Pay special attention to changes!

The times, rules and possibilities are changing all the time. What was true ysesterday may very much belong to the past today. While, for example, it was possible to carry out cash transactions relatively freely not long ago, today the possibilities have been drastically restricted. From the opint of view of the world financial system, cash transactions have become a sort of persecuted category. This is where they see the greatest danger of money laundering, as once the cash has been issued, it is impossible to keep track of who receives it and where ir ends up, while with incoming cash payments the source or origin of the funds is uncertain.

Where possible, establish a company in a country where you can also open a bank account!

This is a totally new tendency. In order to prevent "aggressive tax planning", a significant number of banks will only open accounts for companies registered in that country and which have and can prove true business relationships with that country. It is worth paying attention here from the wider perspective, as these could mean the death sentence for those offshore jurisdictions where it is still possible to register companies, but which do not have the necessary banking infrastructure. The British Virgin Islands may be extremely popular, but it could be in vain as they are unable to satisfy the banking requirements of thsose hundreds of thousands of companies which are registered there. In contrast, Hong Kong and Cyprus offer excellent solutions from both points of view: company formation and banking jurisdictions in one, with extremely well developed infrastructures.

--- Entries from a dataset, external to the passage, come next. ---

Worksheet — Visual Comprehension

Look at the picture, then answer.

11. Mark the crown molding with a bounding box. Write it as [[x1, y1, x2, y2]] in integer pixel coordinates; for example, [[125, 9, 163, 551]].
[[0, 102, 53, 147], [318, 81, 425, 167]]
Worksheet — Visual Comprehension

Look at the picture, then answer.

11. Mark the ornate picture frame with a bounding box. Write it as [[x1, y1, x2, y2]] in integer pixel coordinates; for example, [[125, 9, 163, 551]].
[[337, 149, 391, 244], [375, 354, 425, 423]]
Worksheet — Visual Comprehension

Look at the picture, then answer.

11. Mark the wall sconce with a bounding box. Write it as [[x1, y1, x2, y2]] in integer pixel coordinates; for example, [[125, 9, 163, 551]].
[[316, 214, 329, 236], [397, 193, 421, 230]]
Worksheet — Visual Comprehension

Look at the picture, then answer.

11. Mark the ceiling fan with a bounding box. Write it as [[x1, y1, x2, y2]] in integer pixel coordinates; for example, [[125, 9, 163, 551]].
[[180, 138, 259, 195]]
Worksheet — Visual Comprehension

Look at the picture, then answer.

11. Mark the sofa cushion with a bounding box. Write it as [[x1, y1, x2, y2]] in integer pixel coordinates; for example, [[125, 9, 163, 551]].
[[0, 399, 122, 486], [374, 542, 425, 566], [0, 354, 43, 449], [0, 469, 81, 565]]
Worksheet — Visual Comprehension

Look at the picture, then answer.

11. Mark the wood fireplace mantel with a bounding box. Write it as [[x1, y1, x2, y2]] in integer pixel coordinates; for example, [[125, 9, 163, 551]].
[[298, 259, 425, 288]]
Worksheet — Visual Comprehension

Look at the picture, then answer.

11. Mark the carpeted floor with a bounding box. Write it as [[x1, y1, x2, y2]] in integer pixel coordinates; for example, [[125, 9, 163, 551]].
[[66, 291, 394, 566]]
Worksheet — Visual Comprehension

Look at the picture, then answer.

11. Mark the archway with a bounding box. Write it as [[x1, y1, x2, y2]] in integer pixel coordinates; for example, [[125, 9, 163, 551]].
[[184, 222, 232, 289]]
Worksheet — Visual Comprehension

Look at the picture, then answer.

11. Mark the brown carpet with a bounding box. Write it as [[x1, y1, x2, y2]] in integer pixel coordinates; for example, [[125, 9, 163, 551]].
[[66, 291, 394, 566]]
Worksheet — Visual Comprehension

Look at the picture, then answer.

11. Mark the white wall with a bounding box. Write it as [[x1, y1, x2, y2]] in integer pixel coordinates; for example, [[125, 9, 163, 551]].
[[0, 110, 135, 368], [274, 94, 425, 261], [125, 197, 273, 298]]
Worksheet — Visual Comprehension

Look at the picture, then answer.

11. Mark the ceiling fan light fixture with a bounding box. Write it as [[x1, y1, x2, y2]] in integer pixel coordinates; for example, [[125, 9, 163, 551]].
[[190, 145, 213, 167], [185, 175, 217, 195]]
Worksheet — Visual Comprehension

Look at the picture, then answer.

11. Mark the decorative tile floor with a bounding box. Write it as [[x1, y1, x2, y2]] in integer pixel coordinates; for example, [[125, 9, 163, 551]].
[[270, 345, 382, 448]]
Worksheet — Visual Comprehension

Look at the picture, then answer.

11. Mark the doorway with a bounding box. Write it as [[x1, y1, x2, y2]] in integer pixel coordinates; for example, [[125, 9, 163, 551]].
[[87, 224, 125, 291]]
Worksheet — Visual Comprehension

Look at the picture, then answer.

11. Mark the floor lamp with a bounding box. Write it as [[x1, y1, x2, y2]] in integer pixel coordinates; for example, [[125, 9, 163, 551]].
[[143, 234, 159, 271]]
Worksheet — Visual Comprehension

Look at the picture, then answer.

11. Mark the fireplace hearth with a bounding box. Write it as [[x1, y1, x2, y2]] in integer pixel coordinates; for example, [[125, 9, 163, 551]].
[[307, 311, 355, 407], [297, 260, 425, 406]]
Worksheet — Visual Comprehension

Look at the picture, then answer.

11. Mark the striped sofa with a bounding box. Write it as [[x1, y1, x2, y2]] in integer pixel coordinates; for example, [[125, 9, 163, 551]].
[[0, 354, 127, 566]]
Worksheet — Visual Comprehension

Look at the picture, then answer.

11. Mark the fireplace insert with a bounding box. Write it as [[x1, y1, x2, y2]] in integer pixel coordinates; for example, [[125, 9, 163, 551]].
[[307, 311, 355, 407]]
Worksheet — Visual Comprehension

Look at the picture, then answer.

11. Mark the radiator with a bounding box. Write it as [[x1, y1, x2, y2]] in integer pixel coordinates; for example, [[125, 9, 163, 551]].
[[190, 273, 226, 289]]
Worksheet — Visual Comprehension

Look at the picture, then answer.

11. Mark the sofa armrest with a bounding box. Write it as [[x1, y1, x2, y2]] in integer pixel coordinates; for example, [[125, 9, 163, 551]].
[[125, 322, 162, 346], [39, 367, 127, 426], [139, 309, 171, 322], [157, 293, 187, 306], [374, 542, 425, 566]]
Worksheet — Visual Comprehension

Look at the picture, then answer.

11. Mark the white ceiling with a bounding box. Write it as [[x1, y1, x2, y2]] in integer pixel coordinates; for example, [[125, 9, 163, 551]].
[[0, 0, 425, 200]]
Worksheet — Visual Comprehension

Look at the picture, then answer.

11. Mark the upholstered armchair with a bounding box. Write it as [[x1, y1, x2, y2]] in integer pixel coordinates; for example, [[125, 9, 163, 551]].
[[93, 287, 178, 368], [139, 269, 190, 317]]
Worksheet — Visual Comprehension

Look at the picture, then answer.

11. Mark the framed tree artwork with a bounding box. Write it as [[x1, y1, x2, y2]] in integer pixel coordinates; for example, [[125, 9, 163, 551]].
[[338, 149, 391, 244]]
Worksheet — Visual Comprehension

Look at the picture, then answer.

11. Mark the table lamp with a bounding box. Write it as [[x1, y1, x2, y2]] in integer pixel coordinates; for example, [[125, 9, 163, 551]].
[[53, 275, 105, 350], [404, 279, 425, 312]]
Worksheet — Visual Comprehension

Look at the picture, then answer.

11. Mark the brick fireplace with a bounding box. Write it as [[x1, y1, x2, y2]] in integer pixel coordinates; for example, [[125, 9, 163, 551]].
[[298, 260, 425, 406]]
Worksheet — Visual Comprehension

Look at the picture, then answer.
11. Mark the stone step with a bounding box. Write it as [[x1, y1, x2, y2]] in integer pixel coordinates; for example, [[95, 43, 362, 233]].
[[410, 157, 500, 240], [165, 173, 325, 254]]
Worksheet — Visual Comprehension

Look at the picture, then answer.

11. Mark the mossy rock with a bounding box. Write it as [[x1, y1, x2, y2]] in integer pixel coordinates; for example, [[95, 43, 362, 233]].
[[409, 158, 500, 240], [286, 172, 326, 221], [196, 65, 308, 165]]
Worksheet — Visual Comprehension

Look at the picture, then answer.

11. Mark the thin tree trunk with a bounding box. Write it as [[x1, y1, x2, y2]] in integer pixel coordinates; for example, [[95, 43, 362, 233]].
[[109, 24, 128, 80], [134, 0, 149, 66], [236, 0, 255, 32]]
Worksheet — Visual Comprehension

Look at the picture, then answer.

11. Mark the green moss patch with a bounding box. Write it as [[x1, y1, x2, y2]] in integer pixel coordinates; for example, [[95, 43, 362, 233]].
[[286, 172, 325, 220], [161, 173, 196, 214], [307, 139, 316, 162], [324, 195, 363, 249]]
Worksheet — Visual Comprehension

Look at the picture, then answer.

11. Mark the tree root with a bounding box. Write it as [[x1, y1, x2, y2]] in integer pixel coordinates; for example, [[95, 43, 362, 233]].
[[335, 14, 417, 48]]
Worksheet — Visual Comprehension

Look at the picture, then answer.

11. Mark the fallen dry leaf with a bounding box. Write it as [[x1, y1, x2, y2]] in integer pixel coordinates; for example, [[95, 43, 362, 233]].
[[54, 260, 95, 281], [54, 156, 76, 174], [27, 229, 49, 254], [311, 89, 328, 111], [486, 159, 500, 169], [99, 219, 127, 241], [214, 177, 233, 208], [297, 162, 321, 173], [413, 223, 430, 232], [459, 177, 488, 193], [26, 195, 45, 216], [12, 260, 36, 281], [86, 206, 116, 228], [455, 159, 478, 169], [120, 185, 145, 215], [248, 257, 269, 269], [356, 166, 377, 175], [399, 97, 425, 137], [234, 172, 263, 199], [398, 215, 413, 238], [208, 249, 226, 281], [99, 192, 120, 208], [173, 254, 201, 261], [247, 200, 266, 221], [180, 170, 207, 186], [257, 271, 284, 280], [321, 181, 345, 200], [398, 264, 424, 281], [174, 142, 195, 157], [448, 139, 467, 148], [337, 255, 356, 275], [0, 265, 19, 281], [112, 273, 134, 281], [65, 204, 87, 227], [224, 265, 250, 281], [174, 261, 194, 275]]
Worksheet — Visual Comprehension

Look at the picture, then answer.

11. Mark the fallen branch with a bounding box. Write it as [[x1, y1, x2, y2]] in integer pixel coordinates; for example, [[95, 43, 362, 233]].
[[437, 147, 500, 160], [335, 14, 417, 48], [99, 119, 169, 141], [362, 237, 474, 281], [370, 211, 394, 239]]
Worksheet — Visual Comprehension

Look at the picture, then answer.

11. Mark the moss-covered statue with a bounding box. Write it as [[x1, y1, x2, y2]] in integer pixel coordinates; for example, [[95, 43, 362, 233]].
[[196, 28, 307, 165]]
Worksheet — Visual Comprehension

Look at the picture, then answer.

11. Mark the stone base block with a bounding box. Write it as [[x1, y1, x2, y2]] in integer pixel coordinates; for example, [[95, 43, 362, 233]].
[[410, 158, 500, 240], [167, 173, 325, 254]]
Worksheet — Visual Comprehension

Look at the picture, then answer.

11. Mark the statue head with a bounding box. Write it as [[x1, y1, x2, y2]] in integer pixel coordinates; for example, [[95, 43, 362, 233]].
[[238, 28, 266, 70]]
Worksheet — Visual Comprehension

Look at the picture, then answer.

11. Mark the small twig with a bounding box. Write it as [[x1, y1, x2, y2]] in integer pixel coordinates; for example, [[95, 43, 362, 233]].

Is this the beginning of the end?

Yes and no. Obviously, for those accustomed to the convenience, security, and anonymity that offshore banking offered over the last 20 - 30 years it is easy to believe that fromnow on everything has become so restricted that the whole thingis no longer worth it. Naturally, this is the case. But if we consider the fact that there is no alternative, then it is still better to take out a certain amount each month with a bank card than to not take out anything at all. The possibilities have been reduced, but they have not disappeared altogether. Bearing in mind the costs, there still exist a number of solutions around the world which can be operated efficiently and conveniently. These options will continue to exist in the future, too, but they are continually undergoing transformation. In many cases, when one possibility ends, another takes its place. The main theorem is true here, too: in the university of life only one thing is constant, and that is change. The creativity of the clever businessman lies in the fact that he is able to adapt to the constantly changing environment, and to understand and select the alternatives which are best for him.